La France peut d'abord légitimement faire comprendre à l'Allemagne que le taux de change actuel de l'euro est le principal problème de la zone. Seule l'Allemagne peut aujourd'hui supporter à moyen terme une telle surévaluation de l'euro, qui asphyxie littéralement l'industrie des autres pays (mais aussi ses services, notamment le tourisme), tout particulièrement des pays périphériques. Il ne peut pas y avoir de redressement économique de la zone euro avec un euro surévalué. Telle devrait être la première exigence française : faire baisser le cours de l'euro par une action concertée avec la Banque centrale européenne (BCE), qui nécessite bien entendu l'aval de Berlin. L'Espagne, l'Italie, le Portugal et la Grèce ne pourraient qu'appuyer une telle exigence française. Si l'euro se rapprochait d'une parité stricte avec le dollar (et partant avec le yuan), l'activité économique redémarrerait et les comptes publics se redresseraient de manière significative. Le niveau de pression des marchés financiers sur les dettes publiques européennes se réduirait. Cette politique, il faut le noter, ne commande aucune dépense publique supplémentaire.
La seconde exigence française conduirait à une réforme des statuts et missions de la BCE. D'abord l'ajout de la croissance et l'emploi dans ses statuts, afin d'équilibrer le policy mix européen. Ensuite sa coordination avec un Ecofin chargé de fixer la politique de change conforme à l'intérêt de l'ensemble de la zone (et pas uniquement de la nouvelle "zone mark" comme c'est le cas actuellement). Ici encore, le France recevrait l'appui du Sud mais aussi de partenaires comme la Belgique. Cette coordination marquerait l'entrée de l'industrie et du monde du travail dans la politique de la zone euro, alors que c'est aujourd'hui le secteur financier qui commande les décisions de la BCE. Elle éviterait des cas de surévaluation manifeste et de longue durée de la monnaie unique.
La troisième et dernière exigence de la France : réorienter la politique allemande qui mène depuis dix ans une stratégie non coopérative qui a détruit l'industrie de ses voisins, par contraction de sa demande intérieure et réduction de ses coûts de production. Le salariat outre-Rhin ne verrait pas d'un mauvais œil un rééquilibrage de son pouvoir d'achat, pas plus que les partenaires commerciaux de l'Allemagne. Cette relance allemande, d'un niveau raisonnable, s'appuierait uniquement sur une relance salariale.

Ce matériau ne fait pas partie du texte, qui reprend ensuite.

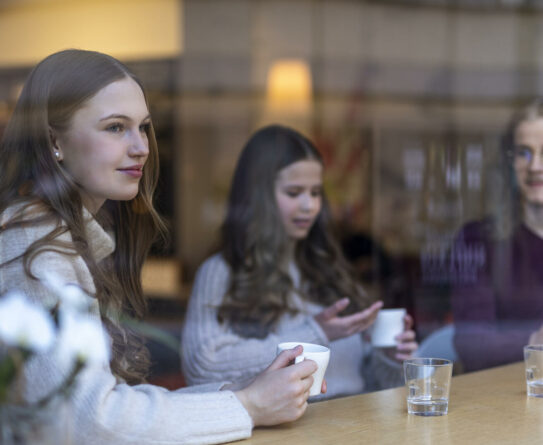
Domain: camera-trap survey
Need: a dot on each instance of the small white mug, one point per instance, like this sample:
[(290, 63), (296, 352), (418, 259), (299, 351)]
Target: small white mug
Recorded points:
[(319, 354), (388, 324)]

D'abord, la substitution des eurobonds aux programmes des fonds structurels européens qui se sont révélés inaptes à donner aux pays périphériques une industrie ex nihilo. Ceci déchargerait les contribuables des pays centraux de la zone euro de subventions dispendieuses qui contribuent à creuser leurs déficits publics. Cela constituerait un signal sans ambiguïtés donné à l'opinion publique allemande que chaque pays entend développer un tissu économique robuste et concurrentiel. Cette réorientation serait d'autant plus crédible qu'elle se déploierait à l'abri d'un taux de change redevenu compétitif.

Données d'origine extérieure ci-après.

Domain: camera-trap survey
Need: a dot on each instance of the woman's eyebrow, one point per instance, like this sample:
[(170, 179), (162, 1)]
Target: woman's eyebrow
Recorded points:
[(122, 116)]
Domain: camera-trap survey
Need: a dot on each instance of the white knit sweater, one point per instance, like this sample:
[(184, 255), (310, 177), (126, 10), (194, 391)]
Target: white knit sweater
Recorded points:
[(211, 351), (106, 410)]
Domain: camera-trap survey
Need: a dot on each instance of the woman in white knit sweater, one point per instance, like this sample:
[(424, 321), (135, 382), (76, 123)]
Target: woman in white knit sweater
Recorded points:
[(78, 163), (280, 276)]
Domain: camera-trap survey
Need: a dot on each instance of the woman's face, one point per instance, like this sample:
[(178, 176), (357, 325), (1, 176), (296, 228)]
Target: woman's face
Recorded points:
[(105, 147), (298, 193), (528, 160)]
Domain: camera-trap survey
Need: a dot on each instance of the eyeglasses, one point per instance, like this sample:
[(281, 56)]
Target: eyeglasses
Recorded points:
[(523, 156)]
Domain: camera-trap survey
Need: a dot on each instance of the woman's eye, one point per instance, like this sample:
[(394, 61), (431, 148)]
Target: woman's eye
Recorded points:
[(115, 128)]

Ensuite, chacune des économies de la zone devrait s'engager à re-nationaliser sa dette publique, par un mécanisme dit de "dette perpétuelle", faisant d'abord appel à l'épargne nationale. Ce mécanisme ne pose pas de difficultés majeures aux pays à forte capacité d'épargne comme la France, mais obligera les pays où les ménages sont fortement endettés (comme l'Espagne) à un effort très important. En procédant ainsi, les pays de la zone euro se soustrairaient à la pression des agences de notation en comptant d'abord sur leurs propres forces plutôt que sur de versatiles marchés financiers.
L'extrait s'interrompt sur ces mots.